Atonement as the restoration of human nature in Athanasius (and Anselm)

Fr. Aidan Kimel (who theo-blog veterans may remember as Al Kimel, an Epsicopal priest who used to run the blog Pontifications before converting to Catholicism–and now apparently to Eastern Orthodoxy) has been doing a series on St. Athanasius’s “On the Incarnation.” The latest installment looks at Athanasius’s understanding of the Atonement as the healing of human nature and the defeat of death:

Athanasius’s soteriological reflections are not motivated by a concern for the satisfaction of justice. The penalty prescribed by God in the garden is not assigned for the purpose of retributive punishment. It symbolizes, rather, the natural consequence of human disobedience: to break fellowship with God, and to thus separate oneself from the only source of life, is to fall into natural mortality. Eternal life is not something that we possess naturally; it is something that we can only enjoy by grace in communion with our Creator.

[…]

The plight of man is ontological and thus only an ontological solution will suffice. Athanasius, following Scripture, employs commercial, juridical, and sacrificial language by which to speak of the saving work of Christ; but the significance of this language, I suggest, is determined by the ontology of death and resurrection. What is needed for salvation is not the legal rescindment of the law of death, much less the propitiation of divine wrath (as suggested in some Protestant versions of the atonement). What is needed is the re-creation of human nature, and this re-creation can only occur if the Word dies in the flesh.

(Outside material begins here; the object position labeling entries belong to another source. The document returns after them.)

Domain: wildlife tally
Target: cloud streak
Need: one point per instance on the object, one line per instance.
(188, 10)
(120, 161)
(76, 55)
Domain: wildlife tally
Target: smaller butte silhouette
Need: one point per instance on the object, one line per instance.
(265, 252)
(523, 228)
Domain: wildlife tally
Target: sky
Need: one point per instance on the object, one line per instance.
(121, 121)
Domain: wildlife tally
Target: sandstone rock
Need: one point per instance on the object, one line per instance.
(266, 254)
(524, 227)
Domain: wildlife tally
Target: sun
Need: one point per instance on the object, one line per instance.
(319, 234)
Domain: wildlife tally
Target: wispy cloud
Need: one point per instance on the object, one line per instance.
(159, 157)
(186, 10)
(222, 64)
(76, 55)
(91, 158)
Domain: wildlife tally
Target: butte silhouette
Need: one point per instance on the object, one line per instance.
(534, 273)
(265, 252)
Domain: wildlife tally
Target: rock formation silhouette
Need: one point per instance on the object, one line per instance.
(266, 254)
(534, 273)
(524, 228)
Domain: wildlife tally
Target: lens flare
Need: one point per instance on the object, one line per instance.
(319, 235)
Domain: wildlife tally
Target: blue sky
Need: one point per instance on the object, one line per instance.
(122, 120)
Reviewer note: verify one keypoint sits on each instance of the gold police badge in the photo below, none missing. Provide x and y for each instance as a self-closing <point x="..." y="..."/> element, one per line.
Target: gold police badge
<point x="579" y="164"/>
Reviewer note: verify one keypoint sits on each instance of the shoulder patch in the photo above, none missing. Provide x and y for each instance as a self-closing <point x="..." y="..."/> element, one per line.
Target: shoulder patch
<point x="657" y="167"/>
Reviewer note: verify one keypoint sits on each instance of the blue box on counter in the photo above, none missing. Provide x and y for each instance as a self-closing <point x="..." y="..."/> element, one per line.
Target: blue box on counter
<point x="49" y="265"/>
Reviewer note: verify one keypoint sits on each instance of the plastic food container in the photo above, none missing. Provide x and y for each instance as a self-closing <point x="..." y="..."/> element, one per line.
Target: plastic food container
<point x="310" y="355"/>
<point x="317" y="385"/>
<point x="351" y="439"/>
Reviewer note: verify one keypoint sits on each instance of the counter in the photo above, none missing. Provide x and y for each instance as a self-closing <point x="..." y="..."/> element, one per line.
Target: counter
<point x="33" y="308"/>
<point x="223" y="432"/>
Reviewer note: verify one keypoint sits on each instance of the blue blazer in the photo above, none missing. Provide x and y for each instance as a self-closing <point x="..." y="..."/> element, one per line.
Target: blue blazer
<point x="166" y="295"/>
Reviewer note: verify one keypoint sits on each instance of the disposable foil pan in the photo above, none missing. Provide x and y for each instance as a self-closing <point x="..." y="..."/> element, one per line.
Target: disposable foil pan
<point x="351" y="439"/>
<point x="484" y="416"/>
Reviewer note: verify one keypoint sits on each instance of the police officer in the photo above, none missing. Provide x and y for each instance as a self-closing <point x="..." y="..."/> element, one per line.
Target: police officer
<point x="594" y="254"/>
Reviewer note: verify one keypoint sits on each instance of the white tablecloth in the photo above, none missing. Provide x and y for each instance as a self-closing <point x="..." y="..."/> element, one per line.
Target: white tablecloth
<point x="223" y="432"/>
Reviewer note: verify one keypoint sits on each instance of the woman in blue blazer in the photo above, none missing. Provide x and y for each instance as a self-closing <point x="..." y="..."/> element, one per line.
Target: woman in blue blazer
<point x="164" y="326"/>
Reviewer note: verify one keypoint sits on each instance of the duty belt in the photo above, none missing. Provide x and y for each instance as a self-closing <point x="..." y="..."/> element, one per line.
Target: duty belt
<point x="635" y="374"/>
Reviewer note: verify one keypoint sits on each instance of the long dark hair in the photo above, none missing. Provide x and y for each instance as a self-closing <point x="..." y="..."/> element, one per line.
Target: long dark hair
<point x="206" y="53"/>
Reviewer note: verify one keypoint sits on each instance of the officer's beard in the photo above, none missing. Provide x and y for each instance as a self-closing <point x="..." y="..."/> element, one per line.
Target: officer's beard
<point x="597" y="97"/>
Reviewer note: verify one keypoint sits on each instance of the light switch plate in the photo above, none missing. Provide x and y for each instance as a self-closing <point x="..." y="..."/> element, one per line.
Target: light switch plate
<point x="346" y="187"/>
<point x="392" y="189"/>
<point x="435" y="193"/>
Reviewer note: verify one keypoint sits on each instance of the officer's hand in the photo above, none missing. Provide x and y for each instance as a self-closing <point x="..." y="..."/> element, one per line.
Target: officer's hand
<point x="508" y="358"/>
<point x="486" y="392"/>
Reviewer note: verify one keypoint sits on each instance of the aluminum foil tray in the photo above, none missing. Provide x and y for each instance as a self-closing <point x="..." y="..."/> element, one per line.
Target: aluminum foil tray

I came to a similar conclusion when I blogged some thoughts on Athanasius several years back: The Incarnation effects an “ontological change in human nature,” and by “becoming united to our human nature, the Word of God heals the corruption and proneness-to-death that followed as a result of sin.”

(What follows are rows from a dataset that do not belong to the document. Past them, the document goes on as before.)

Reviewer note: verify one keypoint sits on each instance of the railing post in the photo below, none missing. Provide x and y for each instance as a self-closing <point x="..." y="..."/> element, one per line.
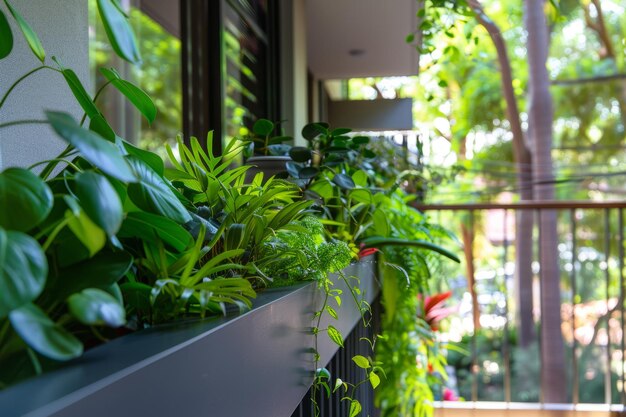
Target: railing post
<point x="575" y="381"/>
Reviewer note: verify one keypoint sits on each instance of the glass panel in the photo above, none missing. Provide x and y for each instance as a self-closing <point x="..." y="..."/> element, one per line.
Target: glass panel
<point x="159" y="74"/>
<point x="255" y="9"/>
<point x="246" y="72"/>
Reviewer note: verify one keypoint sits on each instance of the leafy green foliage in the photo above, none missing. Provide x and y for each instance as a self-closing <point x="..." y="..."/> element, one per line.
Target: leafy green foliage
<point x="263" y="142"/>
<point x="29" y="34"/>
<point x="118" y="30"/>
<point x="93" y="306"/>
<point x="43" y="335"/>
<point x="303" y="253"/>
<point x="100" y="201"/>
<point x="6" y="36"/>
<point x="134" y="94"/>
<point x="23" y="270"/>
<point x="25" y="198"/>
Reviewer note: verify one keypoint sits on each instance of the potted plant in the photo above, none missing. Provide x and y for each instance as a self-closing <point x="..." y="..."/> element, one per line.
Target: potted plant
<point x="267" y="153"/>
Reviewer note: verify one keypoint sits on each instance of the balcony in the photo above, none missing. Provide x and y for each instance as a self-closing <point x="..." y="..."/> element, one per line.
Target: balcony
<point x="499" y="374"/>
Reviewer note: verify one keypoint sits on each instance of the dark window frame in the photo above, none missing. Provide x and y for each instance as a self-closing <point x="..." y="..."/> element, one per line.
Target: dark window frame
<point x="204" y="66"/>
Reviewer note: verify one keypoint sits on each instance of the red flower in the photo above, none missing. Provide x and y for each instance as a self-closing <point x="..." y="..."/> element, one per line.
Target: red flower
<point x="367" y="252"/>
<point x="434" y="311"/>
<point x="449" y="395"/>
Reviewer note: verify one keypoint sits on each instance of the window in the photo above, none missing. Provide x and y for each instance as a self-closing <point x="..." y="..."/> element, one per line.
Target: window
<point x="156" y="24"/>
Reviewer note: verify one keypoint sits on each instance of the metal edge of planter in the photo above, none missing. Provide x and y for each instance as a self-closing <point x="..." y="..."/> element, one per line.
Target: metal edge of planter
<point x="258" y="363"/>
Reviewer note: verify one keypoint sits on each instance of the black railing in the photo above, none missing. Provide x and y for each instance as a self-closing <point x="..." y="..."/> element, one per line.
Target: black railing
<point x="590" y="241"/>
<point x="342" y="366"/>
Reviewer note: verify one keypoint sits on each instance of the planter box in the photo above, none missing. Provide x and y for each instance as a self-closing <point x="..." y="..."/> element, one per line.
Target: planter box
<point x="259" y="363"/>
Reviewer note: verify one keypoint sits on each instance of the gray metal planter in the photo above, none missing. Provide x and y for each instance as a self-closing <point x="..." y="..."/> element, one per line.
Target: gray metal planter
<point x="256" y="364"/>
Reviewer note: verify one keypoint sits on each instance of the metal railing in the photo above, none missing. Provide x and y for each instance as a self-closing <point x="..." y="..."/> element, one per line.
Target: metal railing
<point x="590" y="257"/>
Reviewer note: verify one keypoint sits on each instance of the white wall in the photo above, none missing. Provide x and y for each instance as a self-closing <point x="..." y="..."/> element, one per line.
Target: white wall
<point x="62" y="26"/>
<point x="294" y="100"/>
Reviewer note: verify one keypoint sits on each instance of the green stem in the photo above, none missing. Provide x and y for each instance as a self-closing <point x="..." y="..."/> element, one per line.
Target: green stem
<point x="56" y="160"/>
<point x="4" y="330"/>
<point x="98" y="335"/>
<point x="19" y="80"/>
<point x="54" y="234"/>
<point x="23" y="122"/>
<point x="34" y="360"/>
<point x="100" y="90"/>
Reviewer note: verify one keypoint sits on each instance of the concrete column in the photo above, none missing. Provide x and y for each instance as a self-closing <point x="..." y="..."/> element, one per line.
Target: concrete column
<point x="294" y="100"/>
<point x="62" y="26"/>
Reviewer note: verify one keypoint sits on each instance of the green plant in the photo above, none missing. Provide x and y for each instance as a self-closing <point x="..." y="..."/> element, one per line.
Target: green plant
<point x="99" y="236"/>
<point x="263" y="142"/>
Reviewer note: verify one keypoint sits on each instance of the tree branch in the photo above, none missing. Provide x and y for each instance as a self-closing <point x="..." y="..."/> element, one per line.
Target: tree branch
<point x="596" y="79"/>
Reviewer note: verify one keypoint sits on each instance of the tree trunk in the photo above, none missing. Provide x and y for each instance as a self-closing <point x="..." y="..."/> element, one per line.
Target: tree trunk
<point x="468" y="250"/>
<point x="553" y="371"/>
<point x="522" y="156"/>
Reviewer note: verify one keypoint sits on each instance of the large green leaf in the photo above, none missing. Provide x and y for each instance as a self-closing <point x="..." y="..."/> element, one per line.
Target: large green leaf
<point x="94" y="306"/>
<point x="6" y="36"/>
<point x="134" y="94"/>
<point x="378" y="241"/>
<point x="152" y="193"/>
<point x="89" y="234"/>
<point x="29" y="34"/>
<point x="23" y="270"/>
<point x="100" y="201"/>
<point x="83" y="98"/>
<point x="118" y="30"/>
<point x="100" y="271"/>
<point x="43" y="335"/>
<point x="95" y="149"/>
<point x="25" y="199"/>
<point x="150" y="226"/>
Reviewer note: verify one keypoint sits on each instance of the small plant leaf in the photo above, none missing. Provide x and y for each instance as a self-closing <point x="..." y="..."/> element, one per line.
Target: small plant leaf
<point x="153" y="160"/>
<point x="118" y="30"/>
<point x="94" y="306"/>
<point x="101" y="271"/>
<point x="134" y="94"/>
<point x="43" y="335"/>
<point x="6" y="36"/>
<point x="308" y="172"/>
<point x="95" y="149"/>
<point x="100" y="201"/>
<point x="322" y="373"/>
<point x="83" y="98"/>
<point x="98" y="124"/>
<point x="144" y="225"/>
<point x="263" y="127"/>
<point x="300" y="154"/>
<point x="344" y="181"/>
<point x="25" y="199"/>
<point x="89" y="234"/>
<point x="361" y="361"/>
<point x="23" y="270"/>
<point x="335" y="336"/>
<point x="378" y="242"/>
<point x="29" y="34"/>
<point x="332" y="312"/>
<point x="374" y="380"/>
<point x="313" y="130"/>
<point x="355" y="408"/>
<point x="338" y="384"/>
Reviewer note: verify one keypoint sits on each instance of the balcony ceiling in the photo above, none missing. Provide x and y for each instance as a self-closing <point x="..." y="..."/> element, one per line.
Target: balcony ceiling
<point x="375" y="27"/>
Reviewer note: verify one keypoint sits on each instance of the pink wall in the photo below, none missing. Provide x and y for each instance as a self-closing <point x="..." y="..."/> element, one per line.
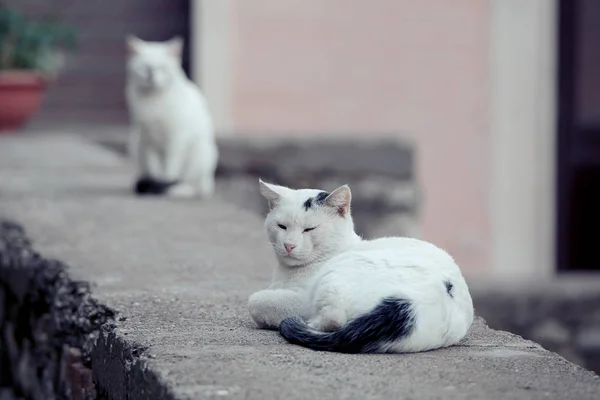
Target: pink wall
<point x="418" y="68"/>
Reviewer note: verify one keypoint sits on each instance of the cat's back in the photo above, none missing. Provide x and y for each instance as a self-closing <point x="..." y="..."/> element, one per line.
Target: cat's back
<point x="393" y="255"/>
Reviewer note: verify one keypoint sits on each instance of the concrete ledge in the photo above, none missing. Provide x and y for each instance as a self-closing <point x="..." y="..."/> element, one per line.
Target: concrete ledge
<point x="180" y="273"/>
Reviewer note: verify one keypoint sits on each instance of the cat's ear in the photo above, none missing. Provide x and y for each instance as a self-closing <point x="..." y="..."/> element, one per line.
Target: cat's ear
<point x="271" y="192"/>
<point x="340" y="200"/>
<point x="175" y="46"/>
<point x="132" y="43"/>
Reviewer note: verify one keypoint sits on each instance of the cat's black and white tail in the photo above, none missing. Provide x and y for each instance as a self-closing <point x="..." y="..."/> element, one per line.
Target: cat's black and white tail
<point x="390" y="321"/>
<point x="146" y="186"/>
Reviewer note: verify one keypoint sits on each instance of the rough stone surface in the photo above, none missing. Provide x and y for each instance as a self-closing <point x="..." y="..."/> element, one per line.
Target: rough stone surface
<point x="180" y="273"/>
<point x="48" y="325"/>
<point x="563" y="315"/>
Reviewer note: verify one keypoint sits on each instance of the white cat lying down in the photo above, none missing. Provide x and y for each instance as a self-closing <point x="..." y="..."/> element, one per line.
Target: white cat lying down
<point x="386" y="295"/>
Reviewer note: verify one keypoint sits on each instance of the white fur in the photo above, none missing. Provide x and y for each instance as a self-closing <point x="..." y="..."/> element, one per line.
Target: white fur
<point x="172" y="137"/>
<point x="332" y="276"/>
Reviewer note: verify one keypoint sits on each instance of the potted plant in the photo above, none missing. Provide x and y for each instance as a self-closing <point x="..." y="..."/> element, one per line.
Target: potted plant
<point x="31" y="54"/>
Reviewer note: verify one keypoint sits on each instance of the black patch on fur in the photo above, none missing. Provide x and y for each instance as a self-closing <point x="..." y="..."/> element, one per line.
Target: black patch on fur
<point x="318" y="200"/>
<point x="449" y="287"/>
<point x="389" y="321"/>
<point x="150" y="186"/>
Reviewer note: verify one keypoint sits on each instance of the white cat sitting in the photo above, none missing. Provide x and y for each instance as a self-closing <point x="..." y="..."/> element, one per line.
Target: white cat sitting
<point x="172" y="139"/>
<point x="385" y="295"/>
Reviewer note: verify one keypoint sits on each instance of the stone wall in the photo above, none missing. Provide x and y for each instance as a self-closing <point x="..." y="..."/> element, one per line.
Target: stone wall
<point x="379" y="172"/>
<point x="562" y="315"/>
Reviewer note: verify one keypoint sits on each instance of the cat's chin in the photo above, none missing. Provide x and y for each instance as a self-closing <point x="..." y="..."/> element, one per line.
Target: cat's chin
<point x="291" y="261"/>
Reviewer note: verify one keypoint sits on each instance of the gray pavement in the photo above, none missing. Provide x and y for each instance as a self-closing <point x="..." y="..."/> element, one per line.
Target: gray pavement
<point x="180" y="272"/>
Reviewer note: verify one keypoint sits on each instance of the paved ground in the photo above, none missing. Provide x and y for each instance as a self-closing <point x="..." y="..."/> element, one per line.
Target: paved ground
<point x="180" y="273"/>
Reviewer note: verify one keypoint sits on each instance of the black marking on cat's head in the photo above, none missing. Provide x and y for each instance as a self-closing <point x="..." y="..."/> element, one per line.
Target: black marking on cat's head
<point x="318" y="200"/>
<point x="449" y="287"/>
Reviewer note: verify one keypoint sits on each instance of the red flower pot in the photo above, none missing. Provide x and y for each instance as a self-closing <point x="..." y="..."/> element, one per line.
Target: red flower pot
<point x="21" y="93"/>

I’d also add that, despite his reputation as the progenitor of the Western, “juridical” theory of the Atonement, St. Anselm can be read in a very similar way. For Anselm, the damage that sin causes to God’s “honor” does not consist in any damage to God in Godself. This is because God is immutable and impassible, so nothing creatures can do can harm God (at least according to the Anselmian tradition). Rather, the “dishonor” consists in the damage it causes to God’s creatures and their ability to properly honor God–damage that threatens to frustrate God’s purposes for creation.

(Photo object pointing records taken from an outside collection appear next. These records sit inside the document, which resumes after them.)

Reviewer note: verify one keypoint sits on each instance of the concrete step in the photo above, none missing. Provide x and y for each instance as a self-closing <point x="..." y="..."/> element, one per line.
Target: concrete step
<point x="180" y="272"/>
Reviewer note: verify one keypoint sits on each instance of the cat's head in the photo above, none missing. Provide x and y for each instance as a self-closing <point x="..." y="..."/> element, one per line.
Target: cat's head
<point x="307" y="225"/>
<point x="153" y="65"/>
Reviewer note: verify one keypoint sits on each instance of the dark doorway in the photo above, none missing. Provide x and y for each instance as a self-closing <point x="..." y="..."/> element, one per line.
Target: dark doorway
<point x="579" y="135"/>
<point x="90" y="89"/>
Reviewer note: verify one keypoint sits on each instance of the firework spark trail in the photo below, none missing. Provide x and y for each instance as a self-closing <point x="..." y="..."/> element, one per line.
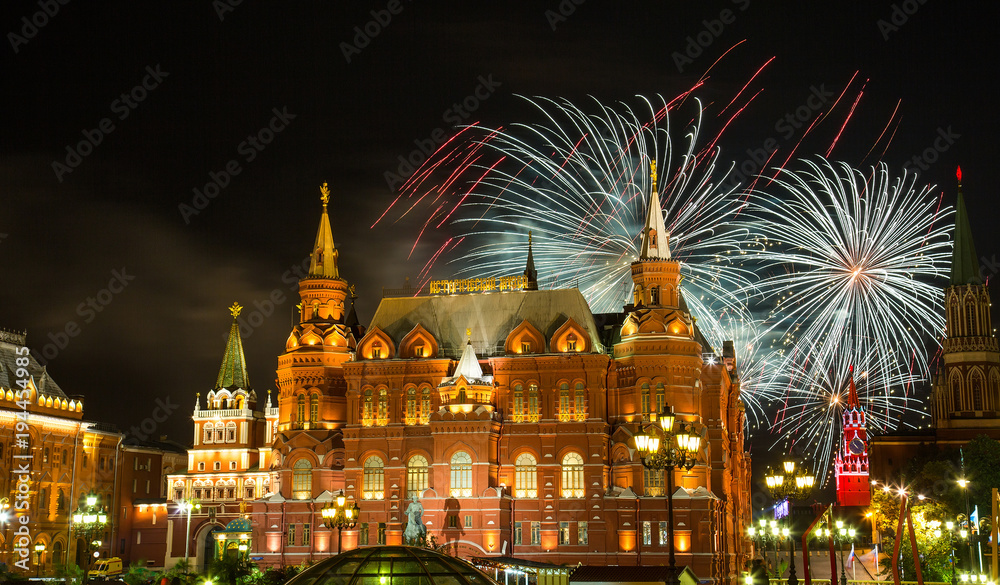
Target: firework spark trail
<point x="865" y="259"/>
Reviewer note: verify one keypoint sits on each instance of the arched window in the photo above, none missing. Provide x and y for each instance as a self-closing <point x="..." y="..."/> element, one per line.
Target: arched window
<point x="383" y="407"/>
<point x="534" y="408"/>
<point x="526" y="476"/>
<point x="416" y="476"/>
<point x="580" y="402"/>
<point x="572" y="485"/>
<point x="517" y="410"/>
<point x="661" y="398"/>
<point x="410" y="411"/>
<point x="373" y="480"/>
<point x="564" y="408"/>
<point x="652" y="480"/>
<point x="461" y="475"/>
<point x="367" y="409"/>
<point x="425" y="407"/>
<point x="302" y="479"/>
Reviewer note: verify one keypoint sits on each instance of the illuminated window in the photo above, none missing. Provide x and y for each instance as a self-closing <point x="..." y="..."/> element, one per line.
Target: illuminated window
<point x="564" y="403"/>
<point x="416" y="476"/>
<point x="374" y="476"/>
<point x="652" y="479"/>
<point x="410" y="412"/>
<point x="461" y="475"/>
<point x="383" y="407"/>
<point x="302" y="480"/>
<point x="367" y="409"/>
<point x="526" y="476"/>
<point x="425" y="406"/>
<point x="314" y="408"/>
<point x="572" y="484"/>
<point x="517" y="410"/>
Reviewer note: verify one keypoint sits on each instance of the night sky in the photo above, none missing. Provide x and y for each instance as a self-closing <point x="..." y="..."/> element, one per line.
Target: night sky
<point x="173" y="94"/>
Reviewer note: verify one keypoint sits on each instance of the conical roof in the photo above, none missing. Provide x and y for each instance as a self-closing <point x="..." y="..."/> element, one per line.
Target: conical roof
<point x="964" y="261"/>
<point x="323" y="261"/>
<point x="655" y="239"/>
<point x="233" y="372"/>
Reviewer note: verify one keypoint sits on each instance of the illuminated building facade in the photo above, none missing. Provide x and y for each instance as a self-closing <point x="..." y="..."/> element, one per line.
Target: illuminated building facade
<point x="851" y="463"/>
<point x="965" y="396"/>
<point x="227" y="464"/>
<point x="510" y="415"/>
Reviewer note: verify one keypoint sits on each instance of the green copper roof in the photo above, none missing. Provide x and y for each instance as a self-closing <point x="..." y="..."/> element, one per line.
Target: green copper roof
<point x="964" y="261"/>
<point x="233" y="373"/>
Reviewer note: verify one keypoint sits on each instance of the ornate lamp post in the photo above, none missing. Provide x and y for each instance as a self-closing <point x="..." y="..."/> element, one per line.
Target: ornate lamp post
<point x="188" y="506"/>
<point x="789" y="484"/>
<point x="841" y="535"/>
<point x="668" y="454"/>
<point x="88" y="523"/>
<point x="337" y="515"/>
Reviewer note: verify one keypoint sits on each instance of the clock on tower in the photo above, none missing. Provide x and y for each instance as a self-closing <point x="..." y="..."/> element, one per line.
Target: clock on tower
<point x="851" y="464"/>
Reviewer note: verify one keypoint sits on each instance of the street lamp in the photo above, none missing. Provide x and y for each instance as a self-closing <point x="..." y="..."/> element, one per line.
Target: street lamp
<point x="841" y="535"/>
<point x="337" y="515"/>
<point x="789" y="484"/>
<point x="188" y="506"/>
<point x="88" y="523"/>
<point x="667" y="455"/>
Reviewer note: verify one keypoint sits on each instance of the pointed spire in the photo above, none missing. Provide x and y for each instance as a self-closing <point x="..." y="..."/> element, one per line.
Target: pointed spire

The role of the God-man, then, is to restore human nature, making it once again capable of honoring God properly. As has been pointed out a number of times, for Anselm, this restoration–and not some kind of vicarious punishment–is what constitutes “satisfaction.”

It’s true that for Anselm (and arguably for Athanasius too), the death of Christ still constitutes a kind of “payment,” but it’s one that is necessary for the restoration of human nature, not to assuage the divine anger.